I laughed breathlessly. “I guess we aren’t going to make it to the bed?”
“That’s next.”
“After cupcakes, yes?”
“Oh, yes,” he groaned.
I smiled into the heated skin of his neck, then just hung on for the ride. Even if it meant I didn’t get a wink of sleep before my baking shift, I most certainly didn’t mind letting Warner steer on occasion.
Normally, I didn’t believe that cupcakes belonged in bed, with the risk of crumbs and all. But for Warner, I made an exception. Or maybe it was him making the exception to my own appetites. And satisfying those appetites.
Multiple times.
With snacks in between.
Whatever the case, I found a half-dozen of my newest creations in the fridge in the bakery on our way up to the apartment — Elation in a Cup, a dens
e but moist peanut butter cake with a swirl of chocolate buttercream, and Delirium in a Cup, a chocolate-peanut butter cake generously topped with creamy chocolate-peanut butter icing. I then proceeded to tear each cupcake in half, eating the top half myself while feeding the bottom cake half to Warner.
Sixteenth century didn’t utter one word of protest over my hogging all the buttercream to myself.
Of course, the fact that we’d switched positions — with me on top and moving achingly slowly — might have been slightly distracting for him.
And it wasn’t like I was a total monster. When I halved the final cupcake, I went top to bottom.
When Warner finally succumbed to the exhaustion that I was fairly certain had slowed his healing, falling into a deep sleep sprawled across my bed, I took a moment to simply watch him. Then I dozed, curled up against his warmth.
I was woken abruptly about an hour later by a strange tickling sensation on the bottoms of my feet.
I sat up, carefully lifting Warner’s hand off my hip. Whatever had disturbed me hadn’t affected the sentinel. He continued to breathe deeply beside me.
Stirring my hand in the pile of ripped jeans and leather beside the bed, I called forth my knife. I stepped into the center of the dark room, naked except for my necklace.
Then I waited.
Magic tickled the bottoms of my feet again.

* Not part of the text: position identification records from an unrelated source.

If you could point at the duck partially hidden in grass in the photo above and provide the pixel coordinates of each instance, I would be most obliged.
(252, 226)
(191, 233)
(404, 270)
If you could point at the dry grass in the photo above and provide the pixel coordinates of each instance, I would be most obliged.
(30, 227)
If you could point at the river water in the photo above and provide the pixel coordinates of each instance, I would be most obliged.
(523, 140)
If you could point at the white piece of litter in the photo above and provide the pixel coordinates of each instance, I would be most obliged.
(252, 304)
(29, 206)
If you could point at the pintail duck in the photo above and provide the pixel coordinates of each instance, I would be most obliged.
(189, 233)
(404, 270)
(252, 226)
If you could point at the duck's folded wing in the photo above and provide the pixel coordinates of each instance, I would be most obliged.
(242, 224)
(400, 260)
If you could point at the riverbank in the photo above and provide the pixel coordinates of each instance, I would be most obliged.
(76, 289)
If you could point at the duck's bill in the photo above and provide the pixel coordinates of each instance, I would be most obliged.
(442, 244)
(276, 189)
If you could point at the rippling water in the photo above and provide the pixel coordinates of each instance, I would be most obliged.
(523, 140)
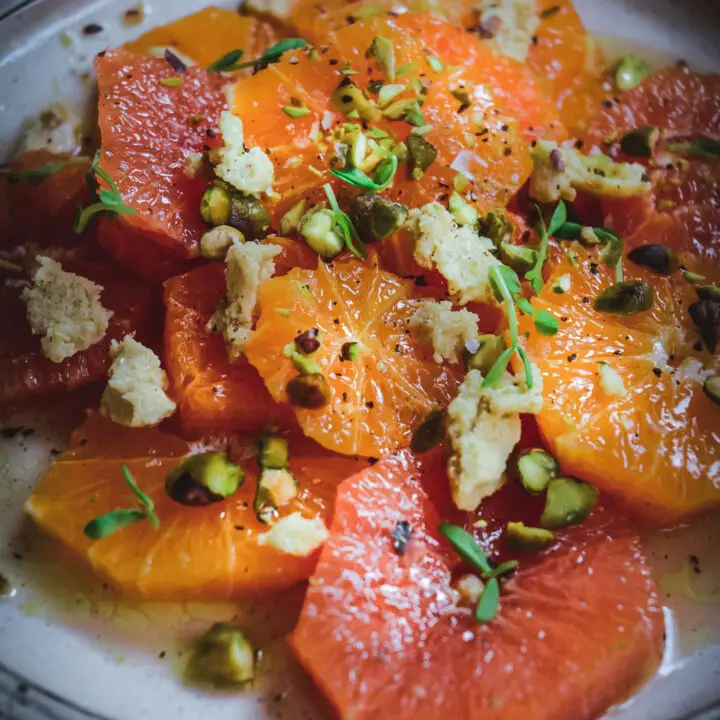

I curled my toes on the worn hardwood of my bedroom floor as I tried to identify the power touching me. But it tasted of nothing. Almost as if …
… it was my own magic.
“The grid,” I whispered.
Warner slid out of bed. One moment, he’d been deeply asleep. The next, he was standing beside me in the dark with his wicked knife in hand. Also naked.
I took a moment to leer at this display of manly prowess. “Nice look, sentinel.”
He chuckled quietly. “You are wanton, woman.”
“For you.”
He scanned the bedroom, serious again. “What woke you? I felt …” He trailed off.
He meant the instruments. He would have felt my magic shift and the instruments responding. Though Pulou had removed the spell that had once tied Warner to the map that revealed the instruments of assassination, he was still the sentinel of the instruments. And since the magical artifacts and I were one, Warner was therefore my sentinel. The sentinel of the wielder of the instruments of assassination.